Martin Mosel, Sprecher der BAW Bürgerinitiative für Fluglärmschutz in Hamburg und Schleswig-Holstein, sprach von einer „skrupellosen Placebopolitik“. Die Flachstartoffensive des Senats greife nur eine alte Debatte der Fuhlsbütteler Fluglärmschutzkommission aus dem vergangenen Jahr auf. Auch empfehlen Weltgesundheitsorganisation (WHO) und die Internationale Zivilluftfahrtorganisation (ICAO) der Vereinten Nationen, die international verbindliche Standards für den Luftverkehr festlegt, den Verzicht auf Flachstarts in dicht besiedelten Gebieten. „Der Flughafen setzt vor allem auf werbewirksame Selbstdarstellung. In der Sache aber werden nur anderswo längst übliche Standards nachgezogen“, sagte Mosel.

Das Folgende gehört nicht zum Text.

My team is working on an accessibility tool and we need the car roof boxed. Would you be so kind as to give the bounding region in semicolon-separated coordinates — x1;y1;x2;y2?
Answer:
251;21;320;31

Eintrag soll empfehlenden Charakter haben

Der Flughafen will die Wirtschaftsbehörde „in den nächsten Tagen“ bitten, die entsprechende Änderung im Luftfahrthandbuch bei der Deutschen Flugsicherung GmbH zu beantragen, so Sprecherin Janet Niemeyer. Der vom Senat angestrebte Eintrag im Handbuch soll empfehlenden Charakter haben, er schreibt kein Startverfahren vor. Laut Niemeyer würden die Empfehlungen aber in der Regel eingehalten.

Für Januar meldete der Flughafen 13,2 Prozent mehr Passagiere und 8,8 Pozent mehr Flugbewegungen (wir berichteten). Auch die Zahl der verspäteten Flüge zwischen 23 und 24 Uhr stieg von 40 im Januar 2016 auf 51 im Januar dieses Jahres.